Mum and I spent the morning together, and when Dad got up he jumped straight in the shower. I thought that was odd. Usually he'd come and say hello first, see how we were going. And he'd already had a shower in the night.
Mum said, "We might leave your father to it," and she bundled me up and we went shopping.
I called out "Bye, Dad," but he didn't hear.
When we got home after picking up Peter, Dad had left for work.
Mum hated Dad's job. Peter and I loved it; loved his uniform, his baton. He never brought his gun home. We both wanted to be policemen. Peter wanted to be like Dad, a uniform guy, out amongst it. I wanted to be a detective, catch the real crooks using my brain.
This is also what happened:
Dad's boss put his arm around her, and she began to cry.
"It was very quick," he said. "He is a hero. His action saved the lives of four other police officers."
"What?" said my mum. We all looked at her. "What are you talking about?"
"Alex is dead, Heather. I'm sorry. I thought you must have guessed. It was a surprise attack. No one could have seen it coming. These officers were with him at the time."
One stepped forward.
"I just wanted to say, ma'am, that your husband saved my life. I intend to make him proud. I'm Doug. Doug Page."
"Did he say anything? What did he say?" Mum demanded. She was on her feet. She looked angry.
He flipped open his notebook. "He did say some things before he died, ma'am. I thought you'd like to hear." He read his own bad handwriting. I could see his pad over his shoulder as he knelt at Mum's feet. It was worse than my writing. He read, "Tell her to promise [pause] never to move away from the house. Tell her to make the kids pro
mise. I love her. Tell Pete to look after his Mum and sister. Tell Stevie she'll make a great detective."
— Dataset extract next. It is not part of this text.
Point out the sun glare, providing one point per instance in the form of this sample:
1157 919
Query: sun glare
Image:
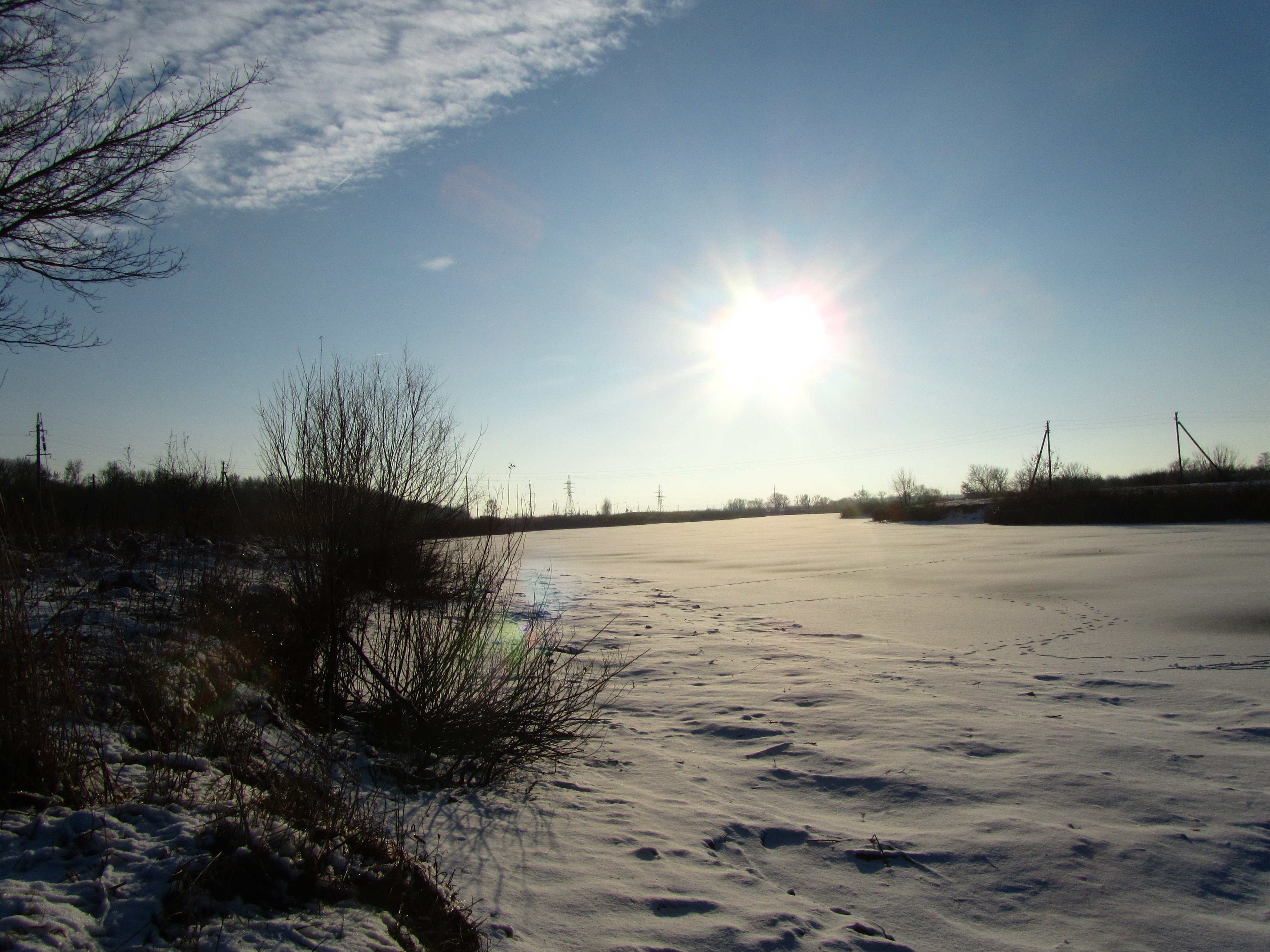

"I'm Stevie!" I said. "That's me!"
Doug Page looked at Mum to see if she was listening. She was pale and her mouth was open; she scared me. I began to cough. I couldn't breathe properly.
Peter hid in the pot cupboard. I could see him staring out like a mouse.
"Do some little poo poos," I said. "Do some raisin poo poos." He ignored me.
Doug Page coughed. "I'm sorry, ma'am. But he really was insistent I tell you these things. He didn't want it in the report. It's personal."
"Oh, God," Mum said.
"It's OK," said the senior officer. "We'll just lose the pages. If he didn't want the world to hear it, that's what it will be."